U.S. Rep. Ben Ray Luján

U.S. Congressional News:

WASHINGTON, D.C. - U.S. Rep. Ben Ray Luján of New Mexico's Third District highlighted a new report that was released by the Obama Administration that reinforces the need to prevent the sequester's indiscriminate cuts from taking place.

The cuts are scheduled to begin on Friday, and threaten to harm the economy and result in significant job losses in New Mexico and around the country.

The sequester was part of the Budget Control Act of 2011, which Luján voted against.

"From education to public safety, the sequester's arbitrary cuts will hurt our economy at a time when too many New Mexicans are already struggling to get by," Luján said. "This new report further outlines the impact these arbitrary cuts will have on our state and reinforces the need for Congress to come together and find a compromise on a balanced approach to prevent these damaging cuts."

According to the White House report <http://www.whitehouse.gov/sites/default/files/docs/sequester-factsheets/New-Mexico.pdf>, the sequester will impact New Mexico by cutting:

  • $6.1 million in education funding, including putting 80 teacher and aide jobs at risk;
  • $4.4 million in special education funding for about 50 teachers, aides, and staff;
  • Head Start and Early Head Start services, eliminating access to early education for approximately 500 children;
  • $1.2 million in environmental funding to ensure clean air and water along with $877,000 in grants to protect fish and wildlife;
  • $135,000 in Justice Assistance Grants that support law enforcement, crime prevention, and drug treatment and enforcement; and
  • $257,000 in funding for job search assistance and training to help people find work.

In addition, approximately 7,000 civilian Department of Defense employees across the state would be furloughed, reducing gross pay by approximately $42 million.

The threat of sequestration has already impacted the national labs in New Mexico, as Los Alamos National Laboratory took steps in 2012 to control spending in the face of budget uncertainties this year.

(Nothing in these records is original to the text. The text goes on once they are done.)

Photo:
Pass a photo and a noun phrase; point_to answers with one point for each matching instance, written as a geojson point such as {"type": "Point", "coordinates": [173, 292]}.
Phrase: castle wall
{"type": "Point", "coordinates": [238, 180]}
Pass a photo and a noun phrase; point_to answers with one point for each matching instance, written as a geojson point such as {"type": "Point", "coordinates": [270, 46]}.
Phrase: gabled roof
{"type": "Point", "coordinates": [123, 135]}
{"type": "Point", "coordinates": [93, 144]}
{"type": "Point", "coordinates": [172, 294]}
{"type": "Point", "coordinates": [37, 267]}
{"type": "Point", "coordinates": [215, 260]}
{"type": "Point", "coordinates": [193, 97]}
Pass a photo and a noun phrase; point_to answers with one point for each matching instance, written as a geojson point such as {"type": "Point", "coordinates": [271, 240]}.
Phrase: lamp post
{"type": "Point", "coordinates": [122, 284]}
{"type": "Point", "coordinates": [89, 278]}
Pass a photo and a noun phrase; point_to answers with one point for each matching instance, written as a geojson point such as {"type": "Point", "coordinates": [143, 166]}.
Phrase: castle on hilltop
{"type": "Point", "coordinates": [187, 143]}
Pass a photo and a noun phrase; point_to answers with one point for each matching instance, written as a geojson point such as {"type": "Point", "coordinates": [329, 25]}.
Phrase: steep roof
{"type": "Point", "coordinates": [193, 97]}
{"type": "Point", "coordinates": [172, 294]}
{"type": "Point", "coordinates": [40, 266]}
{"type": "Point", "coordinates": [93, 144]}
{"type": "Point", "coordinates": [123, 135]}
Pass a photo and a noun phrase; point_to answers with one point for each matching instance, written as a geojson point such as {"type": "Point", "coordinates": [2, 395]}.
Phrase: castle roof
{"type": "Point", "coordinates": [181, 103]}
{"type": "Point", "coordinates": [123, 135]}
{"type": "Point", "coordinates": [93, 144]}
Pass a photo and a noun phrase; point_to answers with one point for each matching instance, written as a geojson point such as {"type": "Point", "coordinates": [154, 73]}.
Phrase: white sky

Additional furloughs at the Lab remain a possibility if the sequester occurs.

"It is disappointing that with the clock ticking, Republican leaders recessed the House last week instead of staying in Washington and getting to work," Luján said. "I am hopeful that with the House returning this week, my Republican colleagues who have started to think the sequester is a good idea, will have had - as I did - conversations with constituents who will be impacted by these cuts. Their voices and their stories, on top of this latest report, should make it clear that we must find a better way forward."